Appetite for developing world equities and sovereign bonds will continue
Nevertheless, investors spy opportunities. For example, appetite for Asia Pacific equities has been robust this year, according to figures from Strategic Insight Global, a New York-based fund management research company. Inflows from Chilean state-backed pension schemes (AFPs) into Asia equity funds (excluding US-domiciled vehicles) topped $900m in Q1 (see chart 2), more than compensating for an outflow of about$800m in the final three months of 2011.
Our research indicates that buying in this sector will continue. Half of the fund selectors we spoke to say they expect to increase their broad emerging market equity allocations during the next year (see chart 3). In particular, they seek ways to take advantage of China’s moves to rebalance away from exports and towards greater domestic consumption. But interviewees complain about the quality of investable China equity funds, and highlight inconsistent manager performance.

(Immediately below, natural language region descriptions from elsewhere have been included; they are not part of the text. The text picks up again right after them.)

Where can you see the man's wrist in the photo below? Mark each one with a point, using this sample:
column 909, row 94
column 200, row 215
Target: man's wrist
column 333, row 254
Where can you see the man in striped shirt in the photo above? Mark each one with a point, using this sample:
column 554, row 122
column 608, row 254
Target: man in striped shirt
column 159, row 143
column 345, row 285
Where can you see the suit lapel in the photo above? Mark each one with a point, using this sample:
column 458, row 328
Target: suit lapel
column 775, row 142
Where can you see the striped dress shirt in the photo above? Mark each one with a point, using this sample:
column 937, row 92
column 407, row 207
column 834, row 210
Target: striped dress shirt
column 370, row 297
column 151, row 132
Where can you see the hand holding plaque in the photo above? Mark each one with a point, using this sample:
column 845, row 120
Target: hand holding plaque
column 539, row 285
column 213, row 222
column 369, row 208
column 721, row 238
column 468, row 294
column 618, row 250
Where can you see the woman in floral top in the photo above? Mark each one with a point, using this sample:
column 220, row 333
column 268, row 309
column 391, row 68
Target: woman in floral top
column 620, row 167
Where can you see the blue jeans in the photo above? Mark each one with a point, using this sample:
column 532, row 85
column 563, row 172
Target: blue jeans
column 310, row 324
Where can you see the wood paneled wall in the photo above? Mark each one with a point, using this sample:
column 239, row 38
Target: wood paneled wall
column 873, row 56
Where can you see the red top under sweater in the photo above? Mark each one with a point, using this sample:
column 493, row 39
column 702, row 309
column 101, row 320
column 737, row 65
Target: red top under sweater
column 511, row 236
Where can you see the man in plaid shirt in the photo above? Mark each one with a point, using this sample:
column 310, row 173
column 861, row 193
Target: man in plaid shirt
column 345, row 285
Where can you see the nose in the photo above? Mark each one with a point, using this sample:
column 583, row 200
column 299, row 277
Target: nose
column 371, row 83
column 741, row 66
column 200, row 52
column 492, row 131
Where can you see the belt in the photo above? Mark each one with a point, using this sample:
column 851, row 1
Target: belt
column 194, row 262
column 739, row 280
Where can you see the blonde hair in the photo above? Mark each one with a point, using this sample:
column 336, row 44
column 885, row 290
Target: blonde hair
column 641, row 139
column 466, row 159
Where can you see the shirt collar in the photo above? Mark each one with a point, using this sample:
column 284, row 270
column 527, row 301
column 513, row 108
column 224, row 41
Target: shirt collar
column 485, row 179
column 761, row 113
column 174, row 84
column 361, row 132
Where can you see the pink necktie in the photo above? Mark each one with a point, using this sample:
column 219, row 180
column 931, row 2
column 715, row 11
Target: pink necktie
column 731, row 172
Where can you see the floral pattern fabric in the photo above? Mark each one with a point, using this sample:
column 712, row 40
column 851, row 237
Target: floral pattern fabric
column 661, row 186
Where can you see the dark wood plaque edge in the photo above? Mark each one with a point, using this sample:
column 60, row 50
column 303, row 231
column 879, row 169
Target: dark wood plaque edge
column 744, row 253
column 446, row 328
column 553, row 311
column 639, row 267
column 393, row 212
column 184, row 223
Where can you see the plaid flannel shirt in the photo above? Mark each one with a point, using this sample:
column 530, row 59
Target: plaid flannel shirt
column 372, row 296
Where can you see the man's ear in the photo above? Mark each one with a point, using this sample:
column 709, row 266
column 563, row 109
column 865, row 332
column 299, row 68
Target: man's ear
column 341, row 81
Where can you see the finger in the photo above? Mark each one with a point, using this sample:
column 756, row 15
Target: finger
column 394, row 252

There is a similar level of appetite for emerging market government bonds. Because of Chile’s status as a developing nation, fund selectors in Santiago regard the asset class simply as ‘sovereign debt’ and do not consider it as risky as Western investors. Our interviewees are already overweight local currency emerging market fixed income, but half of them plan to boost their allocations further.
Investors favour US stocks, focusing on real estate, technology and energy
Chilean investors also expect to increase their US equity exposure during the next year, despite their concerns over the pre-eminence of the dollar in the global economy. Strategic Insight Global data shows that North America equity funds saw broadly flat sales from pension schemes in the first quarter of 2012, following a net outflow of some $500m in the previous three months.
Yet more than two- fifths of fund selectors plan to top-up their US equity allocations, with just a third likely to reduce their weightings (see chart 4). Investors are encouraged by measures that the US government has taken to stimulate the country’s economy, and say it has handled the global economic crisis well. In particular, interviewees are interested in boosting their exposure to companies in the US real estate, technology and energy sectors.
Fund selectors plan to cut their European equity and bond exposure
In contrast, there is little appetite for European assets. Funds investing in European equities saw inflows from Chilean pension investors in the first three months of 2012. But about a third of our interviewees plan to reduce their weightings over the next year, citing the political nature of the eurozone crisis as a key concern. Less than a quarter expect to increase their allocations (see chart 5).
A similar pattern is apparent in European government debt, with 33% of investors planning to reduce their exposure to the asset class, and less than one-fifth likely to increase it (see chart 6).
Short-dated securities are preferred but questions arise over quality
Elsewhere within fixed income, interviewees are worried about the prospects for high yield. Money from investors around the world has poured into the asset class during the past year, and Chile is no exception. According to Strategic Insight Global, Chilean pension funds were responsible for net inflows of about $1.5bn and $600m into high yield corporate bond strategies, in the fourth quarter of 2011 and first quarter of 2012 respectively (see chart 7).
Interviewees remain interested in short-dated securities, which tend to exhibit lower price volatility. However, many question whether funds are now scraping the barrel in terms of quality, and ask if high yield could become the next bubble.